If a workplace grievance or dispute cannot be resolved informally between an employer and an employee, an employer may find an employment tribunal claim being brought against them by the employee which they are forced to defend. It is therefore good practice that an employer is familiar with the employment tribunal rules and procedures, should the situation arise.
This guide to the employment tribunal rules helps employers understand what is expected of them if a claim is brought against them by an employee and how best to defend that claim.
Defending Employment Tribunal claims
An employment tribunal claim can be brought for a number of reasons, such as unfair dismissal, unlawful discrimination or disability discrimination or issues such as wages disputes and redundancy payments.

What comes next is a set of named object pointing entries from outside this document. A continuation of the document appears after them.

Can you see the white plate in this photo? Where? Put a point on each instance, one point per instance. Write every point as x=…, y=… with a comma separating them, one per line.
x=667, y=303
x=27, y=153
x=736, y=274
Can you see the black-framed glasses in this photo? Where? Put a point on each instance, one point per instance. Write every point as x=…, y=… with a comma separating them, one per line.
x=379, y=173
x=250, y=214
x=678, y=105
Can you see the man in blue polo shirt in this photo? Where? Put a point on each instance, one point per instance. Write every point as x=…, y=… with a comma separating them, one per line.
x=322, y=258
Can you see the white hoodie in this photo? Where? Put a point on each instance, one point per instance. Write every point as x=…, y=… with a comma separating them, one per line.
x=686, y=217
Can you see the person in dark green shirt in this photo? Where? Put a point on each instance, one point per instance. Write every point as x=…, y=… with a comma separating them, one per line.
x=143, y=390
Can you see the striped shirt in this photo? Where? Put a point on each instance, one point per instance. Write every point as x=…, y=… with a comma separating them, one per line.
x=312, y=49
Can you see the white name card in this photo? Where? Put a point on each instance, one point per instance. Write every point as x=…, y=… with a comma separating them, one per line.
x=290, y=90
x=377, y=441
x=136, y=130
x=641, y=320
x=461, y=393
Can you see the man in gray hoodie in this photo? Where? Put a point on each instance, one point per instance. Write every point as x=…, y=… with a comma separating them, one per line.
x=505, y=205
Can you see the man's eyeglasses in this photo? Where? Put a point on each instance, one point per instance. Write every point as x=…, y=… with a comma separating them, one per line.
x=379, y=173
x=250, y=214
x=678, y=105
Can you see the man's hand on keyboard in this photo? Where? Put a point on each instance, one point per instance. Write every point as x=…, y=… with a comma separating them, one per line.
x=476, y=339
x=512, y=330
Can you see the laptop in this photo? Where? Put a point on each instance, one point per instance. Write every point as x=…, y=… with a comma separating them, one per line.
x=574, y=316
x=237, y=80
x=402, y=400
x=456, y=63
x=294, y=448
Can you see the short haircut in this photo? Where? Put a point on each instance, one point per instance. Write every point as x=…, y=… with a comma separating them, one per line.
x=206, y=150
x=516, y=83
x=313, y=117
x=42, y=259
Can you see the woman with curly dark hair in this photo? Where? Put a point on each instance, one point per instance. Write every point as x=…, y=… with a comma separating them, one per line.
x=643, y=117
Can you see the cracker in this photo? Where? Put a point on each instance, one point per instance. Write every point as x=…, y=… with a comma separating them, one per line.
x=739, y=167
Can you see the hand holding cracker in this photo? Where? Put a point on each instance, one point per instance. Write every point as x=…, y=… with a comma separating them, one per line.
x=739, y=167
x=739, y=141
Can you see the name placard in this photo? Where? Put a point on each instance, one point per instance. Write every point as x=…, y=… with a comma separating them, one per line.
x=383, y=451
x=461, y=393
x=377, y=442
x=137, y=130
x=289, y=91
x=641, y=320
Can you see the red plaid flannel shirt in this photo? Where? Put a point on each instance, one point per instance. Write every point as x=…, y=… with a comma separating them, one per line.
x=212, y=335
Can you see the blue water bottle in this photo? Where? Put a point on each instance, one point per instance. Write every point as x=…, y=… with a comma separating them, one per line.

An employment tribunal is a specialist employment court, in which employment law disputes are resolved in a formal setting. A tribunal is made up of a maximum of three people: a legally qualified employment judge and possibly two lay members who would be representatives of the employer and the employee.
The rules governing procedure in an employment tribunal are found in Schedule 1 of the Employment Tribunals (Constitution and Rules of Procedure) Regulations 2013 (SI 2013/1237). These rules cover all procedure to be followed in a case, from starting and responding to a claim, case management orders, hearings, and the final tribunal decision.
Evidence produced in an employment tribunal case can be oral evidence given by witnesses as part of the proceedings, or written evidence, which might include employment contracts and payslips. All evidence must be directly relevant to the issues in dispute.
A claim must usually be brought within three months less one day. For example, in a case of unfair dismissal, an employee must issue a claim within three months less one day from the date their employment contract was terminated.
Once a claim is brought, the timeframe can be prolonged, which is often an incentive to settle a case early on. The average timeframe from bringing a claim to receiving a tribunal’s final decision can be as long as 27 weeks, but if the case is particularly complex, it can take up to a year to be resolved. A settlement can be drawn up in a matter of days.
As a result of the COVID pandemic, these timeframes are potentially even longer; a tribunal ‘road map’ was introduced by way of an update on the rules and procedures following a massive backlog in the tribunal’s caseload. The roadmap focuses on the future of in-person and video hearings post-pandemic.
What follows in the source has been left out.